In reality, the only people that are that conscientious are those who
write their security Q&A into a password manager. (And those who do
that are also the least likely to have to use the "Forgot Password"
flow in the first place.) So in practice, this seems to work, even
though it doesn't in theory.

>
> In every case, it seems to me, hashing is NEVER right for security Q/A. Maybe you could update your cheat sheet?

Nope; not going to update the cheat sheet and here's why. You're
thinking about this from purely a cryptographic or UX perspective.
This approach evolved after extensive discussions with those in our
legal department in my old company and was approved by them.

Soon after legal had corporate security update the company security
policy related to the "forgot password" processing that suggested
customers be offered the ability to create at least one custom
security question, some of development teams started doing this by
storing both security questions and answers in plaintext. We
(corporate security) were made aware and investigated.

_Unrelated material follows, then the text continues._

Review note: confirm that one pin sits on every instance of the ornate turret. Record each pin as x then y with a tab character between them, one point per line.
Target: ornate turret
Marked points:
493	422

A while later, an observation was made that some users were defining
questions like

    What is my social security number?
or
    What is my bank account number?

whose answers involved confidential customer data, but to our
customers probably seemed like a pretty secure answer and ones they
would remember.

At first, corporate security just suggested encrypting both Qs and As,
but then we soon afterwards realized that someone with access to the
DB and the encryption key could decrypt said answers.

So we made our legal department was made aware of this situation. (At
the time, corporate security was under the legal department, so
reporting to them was a rather natural and expected occurrence.) One
of the reasons that legal endorsed customized questions rather only
canned questions in the first place was to shift liability back over
to the users. They didn't want a user to sue on grounds that all of
the questions used for password reset were lame and all the possible
answers only had either a limited answer space (I mean, how many
sports teams are there, really?) or one answers that were relatively
easy to research (e.g., what street someone grew up on or where
someone was born). That was true of many of the canned questions the
development teams were using.

when legal was made aware that customers were using personal questions
with answers involving confidential data, they also had developers
give "help" in the form of some advice of examples of bad questions to
avoid. However, they also wanted to make it impossible that any rogue
insiders could not sneak a peak at the security questions and answers
by decrypting them. The also obviously were concerned about an
external data breach via SQLi, etc.

Thus legal wanted development teams to follow due diligence and best
security practice and treat customized security questions and answers
as restricted data, just like passwords.

Obviously we could not hash the (custom) security questions, so those
were encrypted, but the answers to the custom security questions had
to be hashed with a salt, just like passwords. (IIRC, the canned
answers didn't _have_ to be hashed, but all the dev teams just hashed
and salted them as well just so they could use uniform code to handle
them all.)

Anyhow, long story short, the UX problems that you mentioned about
hashing certainly still exist, but in practice don't seem to occur
very often, and it made legal happy. Sure, for Qs like "What's my
SSN?", an attacker could hash (for example) all conceivable SSNs along
with the salt, but at least it made legal happy.

Now IANAL, but the legal department that I worked for at least thought
hashing security the answers to _custom_ security questions would
limit liability. Maybe it does, maybe it doesn't.

-kevin
-- 
Blog: http://off-the-wall-security.blogspot.com/    | Twitter: @KevinWWall
NSA: All your crypto bit are belong to us.